Tristan’s smile came quick and unexpected, its impact a devil of awareness that settled low in her belly. She had to force herself to concentrate on his words. Not the sharp line of his jaw or the curve of his lips. Not the sudden recall of those lips against hers, but his words.

He’s sold his business. Does that mean this trip is open-ended? That nothing will prevent him staying in Eastwick for as long as it took?

“Are you asking as a friend or a banker?” he asked.

Frank chuckled. “I’m an old man. Retired, didn’t you know?”

“Once a banker, always a banker.”

Suppressing a smile, Vanessa looked away. Apparently she needed her own mantra: once a brute, always a brute. Just to remind herself what lurked behind that slow, charismatic grin.

“You’ll have to come for dinner one night,” Frank suggested. “If you’re in town for more than a day or two.”

“That depends—” she felt the glancing touch of a sharp blue gaze “—on my business.”

“Are you staying with Vanessa? Even better. Why don’t you both come?”

Staying with her? In her home? Her heart did a little stumbling hitch as their eyes met. No way.

They both spoke at once.

“He’s not staying with me, actually.”

“I’m staying here. At the Marabella.”

Oblivious to the sudden tension in the air, Frank dug around in his jacket until he unearthed a card. He pressed it into Tristan’s hand. “Even more reason to join us for a meal, lad. Call me when you know your plans.”

They said their goodbyes and Frank started to leave. Then he stopped, one hand raised, as if struck by a sudden notion. He turned back. “Is that polo do this weekend, Vanessa?”

“It’s on Sunday, yes. But I don’t—”

“Perfect!” Frank spoke over the top of her objection. “Why don’t you join us?”

“Polo?”

Tristan sounded dubious and Frank nodded sympathetically. “Damn sissy sport if you ask me, but my wife seems to like it.”

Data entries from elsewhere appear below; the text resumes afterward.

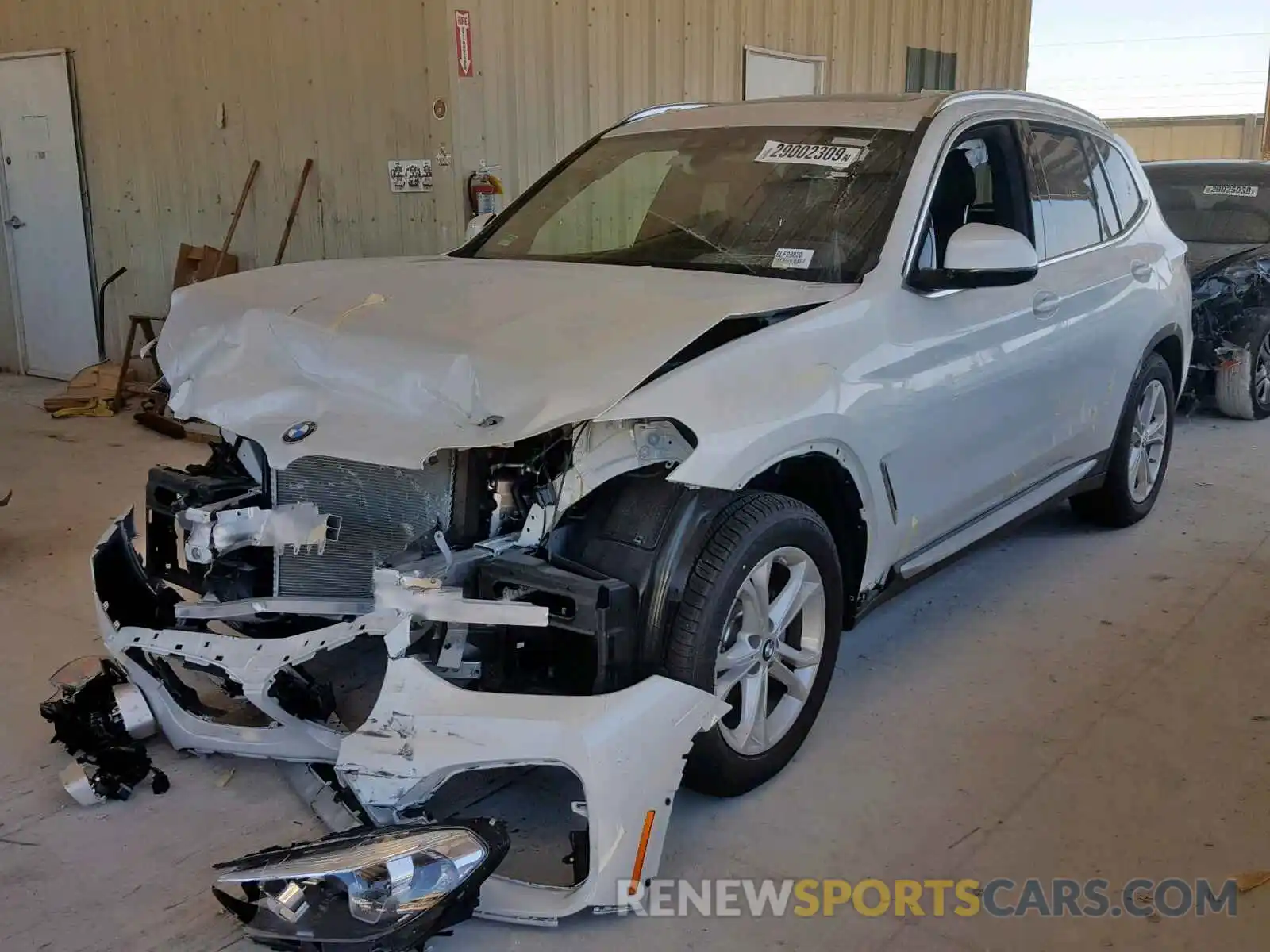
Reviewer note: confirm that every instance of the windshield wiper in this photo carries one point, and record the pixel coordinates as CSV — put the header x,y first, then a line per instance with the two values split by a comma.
x,y
704,240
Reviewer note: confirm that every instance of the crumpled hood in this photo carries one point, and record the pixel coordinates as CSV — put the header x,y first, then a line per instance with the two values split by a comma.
x,y
398,359
1203,255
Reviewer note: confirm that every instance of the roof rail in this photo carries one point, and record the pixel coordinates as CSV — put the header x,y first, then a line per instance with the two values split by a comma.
x,y
649,112
1016,94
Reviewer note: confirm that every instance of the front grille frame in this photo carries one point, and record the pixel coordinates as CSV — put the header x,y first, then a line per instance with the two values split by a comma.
x,y
381,511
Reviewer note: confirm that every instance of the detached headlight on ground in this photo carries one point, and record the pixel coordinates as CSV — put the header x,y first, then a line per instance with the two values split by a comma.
x,y
391,886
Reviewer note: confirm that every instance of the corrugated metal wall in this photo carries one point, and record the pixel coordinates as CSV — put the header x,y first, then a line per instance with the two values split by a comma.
x,y
352,84
1193,137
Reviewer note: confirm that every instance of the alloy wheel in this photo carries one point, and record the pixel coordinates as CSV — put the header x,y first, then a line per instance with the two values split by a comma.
x,y
770,651
1147,441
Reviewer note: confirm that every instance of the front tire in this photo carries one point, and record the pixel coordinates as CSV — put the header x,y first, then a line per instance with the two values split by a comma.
x,y
759,626
1141,454
1242,381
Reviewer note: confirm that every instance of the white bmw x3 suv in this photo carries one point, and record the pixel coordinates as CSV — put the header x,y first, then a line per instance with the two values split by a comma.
x,y
606,482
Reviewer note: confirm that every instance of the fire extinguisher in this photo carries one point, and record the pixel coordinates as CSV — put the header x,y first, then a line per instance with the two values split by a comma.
x,y
484,192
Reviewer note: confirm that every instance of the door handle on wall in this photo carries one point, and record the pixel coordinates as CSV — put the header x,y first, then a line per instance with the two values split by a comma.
x,y
1045,304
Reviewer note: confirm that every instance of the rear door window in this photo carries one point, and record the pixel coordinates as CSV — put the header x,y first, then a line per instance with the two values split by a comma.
x,y
1124,188
1062,192
1110,217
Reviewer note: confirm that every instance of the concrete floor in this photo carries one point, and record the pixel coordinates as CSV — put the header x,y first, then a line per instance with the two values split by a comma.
x,y
1060,704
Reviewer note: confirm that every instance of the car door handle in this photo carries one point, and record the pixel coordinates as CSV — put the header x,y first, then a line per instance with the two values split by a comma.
x,y
1045,304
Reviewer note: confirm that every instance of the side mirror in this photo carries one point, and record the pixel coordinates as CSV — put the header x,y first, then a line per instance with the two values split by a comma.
x,y
981,257
476,225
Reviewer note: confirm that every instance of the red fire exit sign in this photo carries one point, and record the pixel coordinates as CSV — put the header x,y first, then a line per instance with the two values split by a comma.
x,y
464,42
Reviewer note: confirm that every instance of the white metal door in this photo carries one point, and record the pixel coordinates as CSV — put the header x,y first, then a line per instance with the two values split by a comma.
x,y
772,73
42,207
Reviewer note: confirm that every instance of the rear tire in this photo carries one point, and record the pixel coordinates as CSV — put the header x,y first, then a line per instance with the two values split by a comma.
x,y
1244,378
732,636
1138,463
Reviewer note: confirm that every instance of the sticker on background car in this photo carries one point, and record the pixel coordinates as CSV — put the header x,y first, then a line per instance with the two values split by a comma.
x,y
1241,190
810,154
793,258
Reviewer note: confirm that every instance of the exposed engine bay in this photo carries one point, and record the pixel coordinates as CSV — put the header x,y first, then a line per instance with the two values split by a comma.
x,y
279,552
391,630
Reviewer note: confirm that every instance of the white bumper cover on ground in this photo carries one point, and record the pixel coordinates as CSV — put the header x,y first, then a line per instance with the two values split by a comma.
x,y
626,748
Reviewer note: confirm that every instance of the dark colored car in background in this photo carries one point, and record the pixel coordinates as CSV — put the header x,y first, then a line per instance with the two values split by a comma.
x,y
1222,211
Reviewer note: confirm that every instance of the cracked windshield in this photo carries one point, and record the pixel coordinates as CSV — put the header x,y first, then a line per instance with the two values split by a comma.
x,y
784,202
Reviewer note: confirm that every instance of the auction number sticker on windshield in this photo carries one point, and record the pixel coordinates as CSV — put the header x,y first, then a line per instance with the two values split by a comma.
x,y
793,258
1241,190
806,154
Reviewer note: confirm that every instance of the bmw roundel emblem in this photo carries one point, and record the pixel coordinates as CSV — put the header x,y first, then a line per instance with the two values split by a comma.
x,y
298,431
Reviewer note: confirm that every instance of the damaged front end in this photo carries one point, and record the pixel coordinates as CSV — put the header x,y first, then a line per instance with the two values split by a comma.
x,y
1230,301
399,630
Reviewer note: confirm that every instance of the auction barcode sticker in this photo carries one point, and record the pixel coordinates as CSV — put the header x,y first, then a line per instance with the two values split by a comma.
x,y
1242,190
806,154
793,258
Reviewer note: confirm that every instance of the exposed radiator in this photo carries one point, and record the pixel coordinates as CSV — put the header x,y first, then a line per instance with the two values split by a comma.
x,y
381,511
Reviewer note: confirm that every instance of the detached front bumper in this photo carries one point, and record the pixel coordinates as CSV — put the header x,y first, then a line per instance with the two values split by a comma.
x,y
626,748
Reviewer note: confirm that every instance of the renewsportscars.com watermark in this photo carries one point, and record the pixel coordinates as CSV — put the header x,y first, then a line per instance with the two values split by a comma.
x,y
1141,898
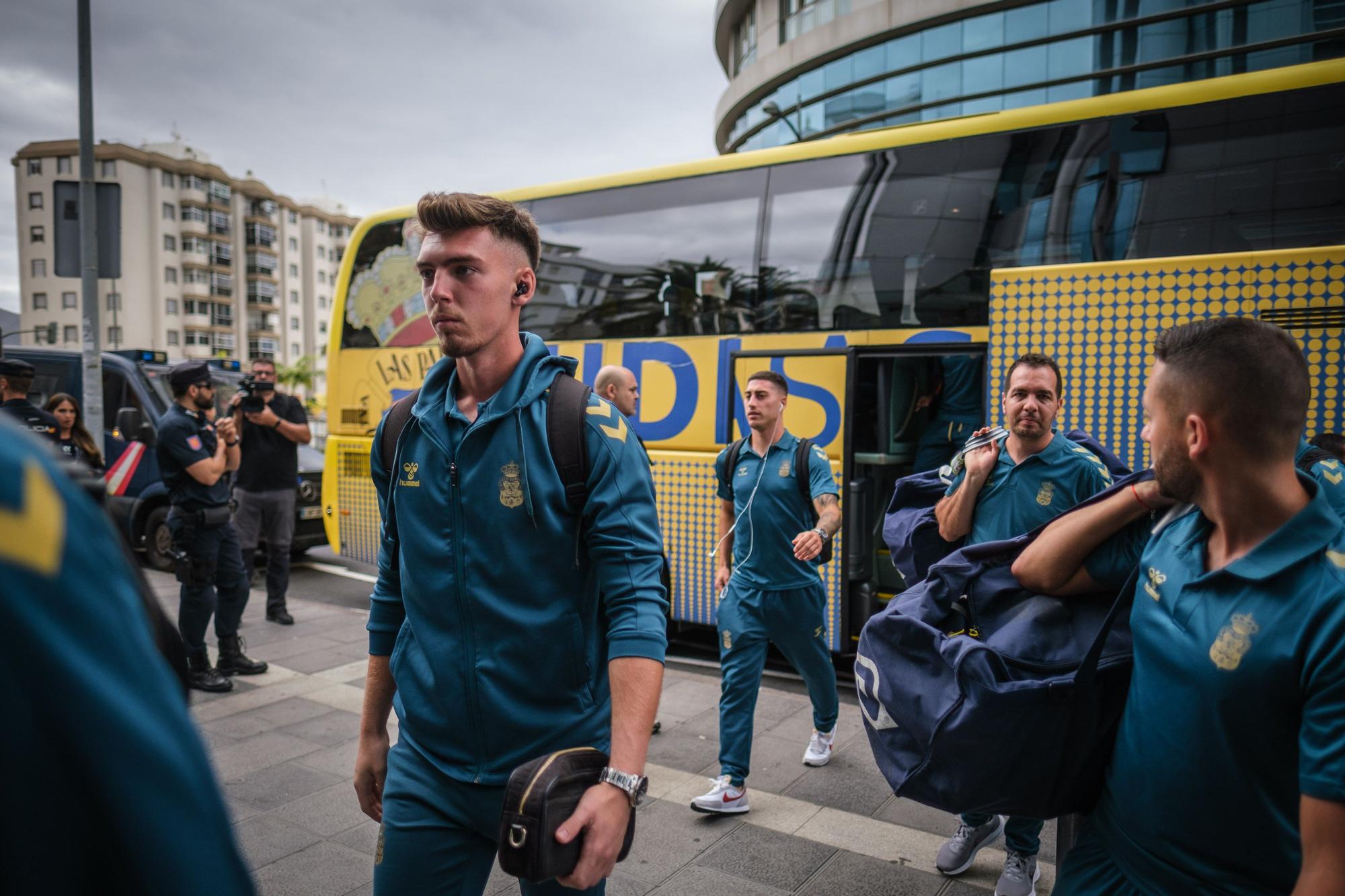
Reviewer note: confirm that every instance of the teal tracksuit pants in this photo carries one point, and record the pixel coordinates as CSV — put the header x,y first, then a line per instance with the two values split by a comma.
x,y
748,620
439,833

Champagne, celebrities, studly Argentinean players. Of course Delia liked the polo.

Vanessa did not, particularly, but Sunday’s match was a fund-raiser for Eastwick Cares, one of her favored charities since it dealt with at-risk youth. The kind of place she and Lew might have needed, had their lives taken a slightly different turn. So, no, she couldn’t not go to the polo match, although the idea of sharing the same luncheon tent as Tristan and Delia made her stomach pitch.

“Everybody will be there,” Frank continued. “Great chance to catch up. Ain’t that right, Vanessa?”

Something sharpened in Tristan’s gaze as it fastened on her face. A sense of purpose that she instantly recognized for what it was: he would go to the polo match, all right. And he would use the opportunity to quiz people about her.

“That’s right, Frank. Anybody who’s anybody will be there.” She smiled, but the effort felt as forced as her jovial tone. “Unfortunately that means all the invitations were snapped up months ago.”

Frank waved that away with a tremulous hand. “Delia will rake up a ticket if need be. Let me know, lad.”

With a sinking heart, Vanessa watched his unsteady meandering departure. Delia could wangle an extra invitation if she set her mind and her saccharine-sweet charm and Frank’s checkbook to it. There was nothing Vanessa could do without appearing petty or vindictive, and right now all she wanted was escape.

But as she gathered up her purse she felt Tristan’s focus switch to her.

The instant she turned into the sharp cast of those blue, blue eyes, she knew what was coming next. Like a freight train barreling through the night, she saw the oncoming light and couldn’t do a thing to divert the wreck.

“Who is Delia?” he asked, right on cue.

Twenty years ago, when Tristan left Eastwick, Frank had been married to his first wife. Now Vanessa would have to explain the new, younger, recently acquired model and he would draw the inevitable comparison. Vanessa had heard it all before. She and Delia were not kindred spirits—as Delia had wanted to believe when she first sailed into the choppy waters of Eastwick society—but they had both improved their financial and social status immeasurably when they married significantly older men.

She could not speak for Delia’s motives, but she had married Stuart for his money. It was the one fact Tristan had got absolutely right.